Inhabitation of STLC is in PSPACE

Urzyczyn: Inhabitation in Typed Lambda-Calculi (A syntactic approach) gives a proof that STLC inhabitation problem is in PSPACE (section 2, lemma 1). I don’t understand certain aspects of the proof:

Lemma: There is an alternating polynomial time algorithm to determine whether a given type A is inhabited in a given basis $$\Gamma$$ in the STLC.

Proof.If a type is inhabited, it is inhabited by a term in a long normal form.

Question 1: what is a long normal form.

To determine if there exists a term $$M$$ in a long normal, satisfying $$\Gamma \vdash M:A$$ we proceed as follows:

• If $$A = A_1 \to A_2$$ then $$M$$ must be an abstraction $$M = \lambda x:A_1. M’$$. Thus, we look for an $$M’$$ satifying $$\Gamma, x:A_1 \vdash M’:A_2$$.
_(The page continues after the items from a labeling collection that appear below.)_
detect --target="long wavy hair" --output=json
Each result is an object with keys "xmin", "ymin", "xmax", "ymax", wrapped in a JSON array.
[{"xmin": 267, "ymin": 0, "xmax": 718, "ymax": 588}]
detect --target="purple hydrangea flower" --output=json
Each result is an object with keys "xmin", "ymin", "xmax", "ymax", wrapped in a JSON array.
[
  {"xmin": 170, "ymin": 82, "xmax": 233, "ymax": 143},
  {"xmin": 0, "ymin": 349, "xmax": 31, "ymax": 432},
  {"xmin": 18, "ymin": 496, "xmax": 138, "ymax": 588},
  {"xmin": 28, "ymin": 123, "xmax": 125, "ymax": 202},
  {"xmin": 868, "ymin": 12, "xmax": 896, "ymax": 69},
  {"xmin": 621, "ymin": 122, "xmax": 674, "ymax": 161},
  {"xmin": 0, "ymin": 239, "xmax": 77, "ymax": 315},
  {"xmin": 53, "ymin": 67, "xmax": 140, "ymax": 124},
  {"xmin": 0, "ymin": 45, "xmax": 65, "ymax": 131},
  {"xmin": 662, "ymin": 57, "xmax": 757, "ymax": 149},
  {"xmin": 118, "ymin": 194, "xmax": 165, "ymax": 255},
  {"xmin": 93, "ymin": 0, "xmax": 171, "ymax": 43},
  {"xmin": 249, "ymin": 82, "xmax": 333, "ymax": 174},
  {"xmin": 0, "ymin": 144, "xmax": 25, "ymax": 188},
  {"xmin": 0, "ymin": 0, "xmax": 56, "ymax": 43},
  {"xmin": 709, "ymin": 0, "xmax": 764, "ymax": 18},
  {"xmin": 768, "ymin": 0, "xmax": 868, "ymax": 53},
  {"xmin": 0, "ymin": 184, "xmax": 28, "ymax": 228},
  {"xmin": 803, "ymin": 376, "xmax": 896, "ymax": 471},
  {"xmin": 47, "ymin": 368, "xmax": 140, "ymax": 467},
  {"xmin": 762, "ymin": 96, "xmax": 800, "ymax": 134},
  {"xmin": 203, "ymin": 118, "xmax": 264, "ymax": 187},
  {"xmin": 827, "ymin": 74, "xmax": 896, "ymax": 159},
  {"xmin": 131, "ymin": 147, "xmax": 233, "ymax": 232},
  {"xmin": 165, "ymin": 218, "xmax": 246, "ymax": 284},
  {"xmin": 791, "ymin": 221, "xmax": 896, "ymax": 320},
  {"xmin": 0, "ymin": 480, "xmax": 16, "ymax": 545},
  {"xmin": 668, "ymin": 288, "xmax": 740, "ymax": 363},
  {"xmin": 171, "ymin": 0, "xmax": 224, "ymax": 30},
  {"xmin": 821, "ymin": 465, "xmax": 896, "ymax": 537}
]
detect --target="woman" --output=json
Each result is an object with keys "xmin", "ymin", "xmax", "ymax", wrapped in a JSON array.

• If $$A$$ is a type variable, then $$M$$ is an application of a variable to a sequence of terms.

Question 2: I thought there weren’t type variables in the STLC.

We nondeterministically choose a variable z, declared in $$\Gamma$$ to be of type $$A_1 \rightarrow \ldots \rightarrow A_n \rightarrow A$$. If there is no such variable , we reject. If $$n = 0$$ then we accept. If $$n > 0$$, we answer in parallel the questions if $$A_i$$ are inhabited in $$\Gamma$$.

Question 3: it doesn’t matter the actual typing of $$z$$ in $$\Gamma$$ right? as long as we consume it and don’t use it again in this step.

This alternating procedure is repeated as long as there are new questions of the form $$\Gamma \vdash ? : A$$. We can assume that all types in $$\Gamma$$ are different. At each step of the procedure, the basis $$\Gamma$$ either stays the same or expands. Thus the number of steps does not exceed the squared number of subformulas of types in $$\Gamma,A$$.

Question 4: why? could someone spell out some steps of the reasoning here?